The panel noted that LiUNA’s Mid-Atlantic Regional Office recommended on April 4 that the charter be revoked. Despite the number of members, the local couldn’t afford full time representation “and is under additional pressure because of West Virginia’s right-to-work law.”

The panel said a 2016 election of officers was vacated and a partial rerun election was held in 2018. Officers then filed charges and counter-charges against each other, “leaving the Local Union in disarray.”

LiUNA held a hearing on the topic June 25. As previously reported, LiUNA representatives visited the union office Aug. 7-9.

The panel said “There are sharp and debilitating divisions among the members and officers,” but all who attended the hearing opposed revocation. They didn’t believe they could function independently and might leave them without collective bargaining representation.

The panel deferred revocation for 60 days and placed the local in trusteeship, allowing the regional office time to consider what to do.

LiUNA has not responded to question sent at its direction on Aug. 28, despite repeated email and phone requests, or to questions sent Friday upon receipt of the documents. Strategic Communications Director Lisa Martin said Wednesday and Thursday she had to send the questions “upstairs” and had not received answers. She didn’t answer her phone on Friday.

The union hall on Collins Ferry Road was dark and unoccupied on Friday. Its Facebook page remains up but all posts have been deleted.

However, a post by a member saved by The Dominion Post on Aug. 29 gives some additional insight into the local’s troubles.

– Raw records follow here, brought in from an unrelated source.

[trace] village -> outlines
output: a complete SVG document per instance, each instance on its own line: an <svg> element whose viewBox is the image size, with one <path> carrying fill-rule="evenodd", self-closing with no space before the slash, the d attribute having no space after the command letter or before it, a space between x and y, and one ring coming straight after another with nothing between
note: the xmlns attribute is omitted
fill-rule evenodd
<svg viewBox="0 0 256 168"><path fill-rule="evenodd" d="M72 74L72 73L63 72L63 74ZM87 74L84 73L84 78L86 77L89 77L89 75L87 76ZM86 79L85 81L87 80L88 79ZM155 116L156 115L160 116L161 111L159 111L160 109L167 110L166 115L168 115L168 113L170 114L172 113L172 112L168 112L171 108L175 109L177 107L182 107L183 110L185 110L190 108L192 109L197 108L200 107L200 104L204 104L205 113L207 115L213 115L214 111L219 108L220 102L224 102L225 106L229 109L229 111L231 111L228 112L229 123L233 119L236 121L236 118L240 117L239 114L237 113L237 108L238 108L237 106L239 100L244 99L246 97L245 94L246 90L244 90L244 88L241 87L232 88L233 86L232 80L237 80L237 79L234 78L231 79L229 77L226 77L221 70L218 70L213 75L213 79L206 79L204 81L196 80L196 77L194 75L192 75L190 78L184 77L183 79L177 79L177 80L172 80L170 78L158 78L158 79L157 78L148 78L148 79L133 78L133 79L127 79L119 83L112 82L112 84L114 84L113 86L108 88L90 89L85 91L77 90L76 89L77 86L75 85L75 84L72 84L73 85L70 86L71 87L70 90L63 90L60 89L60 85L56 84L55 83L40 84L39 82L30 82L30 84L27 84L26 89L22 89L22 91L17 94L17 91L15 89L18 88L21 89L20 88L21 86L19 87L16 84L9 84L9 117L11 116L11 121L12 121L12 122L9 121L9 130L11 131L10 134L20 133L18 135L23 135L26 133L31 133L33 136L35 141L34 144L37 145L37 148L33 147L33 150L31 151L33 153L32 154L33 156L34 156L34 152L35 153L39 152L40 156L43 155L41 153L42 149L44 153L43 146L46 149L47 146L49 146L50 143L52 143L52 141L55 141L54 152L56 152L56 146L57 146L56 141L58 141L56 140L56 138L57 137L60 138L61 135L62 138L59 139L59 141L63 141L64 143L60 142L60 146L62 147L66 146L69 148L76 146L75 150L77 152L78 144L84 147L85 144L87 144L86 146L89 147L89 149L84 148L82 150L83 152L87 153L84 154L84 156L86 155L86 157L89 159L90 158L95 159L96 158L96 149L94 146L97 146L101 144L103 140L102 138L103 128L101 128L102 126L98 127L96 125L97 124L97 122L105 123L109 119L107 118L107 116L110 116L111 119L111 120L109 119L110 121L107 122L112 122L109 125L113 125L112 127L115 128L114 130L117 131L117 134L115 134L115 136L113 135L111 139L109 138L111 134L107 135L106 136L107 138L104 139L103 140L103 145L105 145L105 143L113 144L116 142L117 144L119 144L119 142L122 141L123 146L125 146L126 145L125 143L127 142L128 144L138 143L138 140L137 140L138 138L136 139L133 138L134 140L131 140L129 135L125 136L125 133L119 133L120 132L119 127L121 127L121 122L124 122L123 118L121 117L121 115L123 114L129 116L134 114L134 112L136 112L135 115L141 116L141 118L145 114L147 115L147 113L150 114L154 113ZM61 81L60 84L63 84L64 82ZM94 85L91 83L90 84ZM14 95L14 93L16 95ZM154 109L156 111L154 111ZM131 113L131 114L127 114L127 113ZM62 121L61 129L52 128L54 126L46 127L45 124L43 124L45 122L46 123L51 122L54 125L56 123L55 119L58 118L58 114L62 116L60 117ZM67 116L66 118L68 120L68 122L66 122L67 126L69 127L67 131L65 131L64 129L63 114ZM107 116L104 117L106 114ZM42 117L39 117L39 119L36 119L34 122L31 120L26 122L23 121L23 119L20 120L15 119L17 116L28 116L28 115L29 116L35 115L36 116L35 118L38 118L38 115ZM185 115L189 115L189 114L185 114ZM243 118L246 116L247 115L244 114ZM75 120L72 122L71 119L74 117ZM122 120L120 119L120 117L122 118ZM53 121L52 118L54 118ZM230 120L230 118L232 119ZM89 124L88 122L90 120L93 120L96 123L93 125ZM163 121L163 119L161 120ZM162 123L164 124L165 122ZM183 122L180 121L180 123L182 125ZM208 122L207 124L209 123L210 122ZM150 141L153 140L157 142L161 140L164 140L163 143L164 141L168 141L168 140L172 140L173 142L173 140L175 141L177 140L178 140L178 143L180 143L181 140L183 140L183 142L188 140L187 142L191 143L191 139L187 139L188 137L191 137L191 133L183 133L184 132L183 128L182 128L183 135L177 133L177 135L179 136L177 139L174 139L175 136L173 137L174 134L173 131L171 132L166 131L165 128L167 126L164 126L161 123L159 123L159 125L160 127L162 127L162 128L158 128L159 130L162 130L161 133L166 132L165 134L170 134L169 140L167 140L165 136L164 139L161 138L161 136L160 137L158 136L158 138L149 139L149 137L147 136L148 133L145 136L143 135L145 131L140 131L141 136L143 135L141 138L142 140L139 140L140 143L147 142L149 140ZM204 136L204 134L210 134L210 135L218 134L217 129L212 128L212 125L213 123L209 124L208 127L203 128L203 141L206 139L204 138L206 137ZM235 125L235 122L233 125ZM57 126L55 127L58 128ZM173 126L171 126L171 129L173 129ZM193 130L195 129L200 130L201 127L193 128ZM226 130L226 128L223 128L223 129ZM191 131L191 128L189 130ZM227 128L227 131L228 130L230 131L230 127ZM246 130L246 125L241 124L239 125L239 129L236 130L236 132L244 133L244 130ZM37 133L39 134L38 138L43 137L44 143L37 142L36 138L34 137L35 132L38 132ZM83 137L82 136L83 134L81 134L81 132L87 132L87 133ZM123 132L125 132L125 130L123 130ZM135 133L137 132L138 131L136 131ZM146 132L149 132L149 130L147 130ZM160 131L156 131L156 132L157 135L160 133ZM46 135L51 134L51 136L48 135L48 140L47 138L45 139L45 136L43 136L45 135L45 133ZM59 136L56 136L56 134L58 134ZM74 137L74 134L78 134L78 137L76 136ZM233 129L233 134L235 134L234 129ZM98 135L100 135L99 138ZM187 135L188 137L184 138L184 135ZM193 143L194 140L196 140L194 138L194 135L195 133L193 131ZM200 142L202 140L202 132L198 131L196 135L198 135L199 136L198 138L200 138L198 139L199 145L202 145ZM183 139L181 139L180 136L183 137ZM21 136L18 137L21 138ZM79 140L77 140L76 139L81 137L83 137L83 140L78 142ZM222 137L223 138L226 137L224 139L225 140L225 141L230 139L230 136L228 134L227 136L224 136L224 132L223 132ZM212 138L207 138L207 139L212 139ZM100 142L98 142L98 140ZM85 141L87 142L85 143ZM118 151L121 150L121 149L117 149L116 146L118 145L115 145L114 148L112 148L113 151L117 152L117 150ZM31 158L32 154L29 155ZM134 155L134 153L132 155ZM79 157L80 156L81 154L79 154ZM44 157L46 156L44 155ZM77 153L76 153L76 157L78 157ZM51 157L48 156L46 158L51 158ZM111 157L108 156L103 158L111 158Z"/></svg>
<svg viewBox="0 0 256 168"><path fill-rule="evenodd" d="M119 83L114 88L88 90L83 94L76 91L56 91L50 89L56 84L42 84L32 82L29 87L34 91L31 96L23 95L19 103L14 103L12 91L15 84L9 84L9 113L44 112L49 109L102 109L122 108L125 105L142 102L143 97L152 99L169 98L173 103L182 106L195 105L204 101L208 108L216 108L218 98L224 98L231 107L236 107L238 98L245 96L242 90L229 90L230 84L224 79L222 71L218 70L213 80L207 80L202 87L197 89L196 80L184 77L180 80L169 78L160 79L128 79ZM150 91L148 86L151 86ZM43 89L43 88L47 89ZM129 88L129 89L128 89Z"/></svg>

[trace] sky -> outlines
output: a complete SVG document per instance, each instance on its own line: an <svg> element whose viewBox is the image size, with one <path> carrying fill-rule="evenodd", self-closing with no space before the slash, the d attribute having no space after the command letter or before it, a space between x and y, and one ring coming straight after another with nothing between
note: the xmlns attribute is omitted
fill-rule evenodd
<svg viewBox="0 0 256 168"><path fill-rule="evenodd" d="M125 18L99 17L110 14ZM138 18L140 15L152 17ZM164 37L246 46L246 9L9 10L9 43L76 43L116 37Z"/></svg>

The post was put up just after the June 25 hearing.

The member explained that the charter makes the local part of LiUNA; if revoked, it wouldn’t make them non-union, but simply not part of LiUNA. They would be independent and free to join another international.

“We were told that the reason they wanted to remove our charter was because our local was seen as being in disarray (it is not) because of multiple charges filed by both current and former members.”

At the hearing, the member said, the panel indicated the reasons “they feel our charter should be taken away all boiled down to money, with West Virginia being a right-to-work state, and with the dues amount that they receive from us (not as much as say, a construction local) they feel that they will have to put more money into the local than they will receive, therefore our charter should be revoked and we would be free to join another international or become our own independent local.”

The member concluded, “Our local has faithfully done our part, paid our dues, for many, many years, but now that right to work comes along they just want to do away with us rather than fight for us.”

Mark Frick, WVU Medicine director of Human Resources said in an email exchange that Local 814’s contract expires on Dec. 31. Negotiations generally commence mid- to late October. (The last negations for a three-year contract occurred in 2016.)

Frick said WVUM had no additional information about occurrences at the local or abut who might be conducting the pending negotiations.

This report will be updated if LiUNA supplies answers to questions.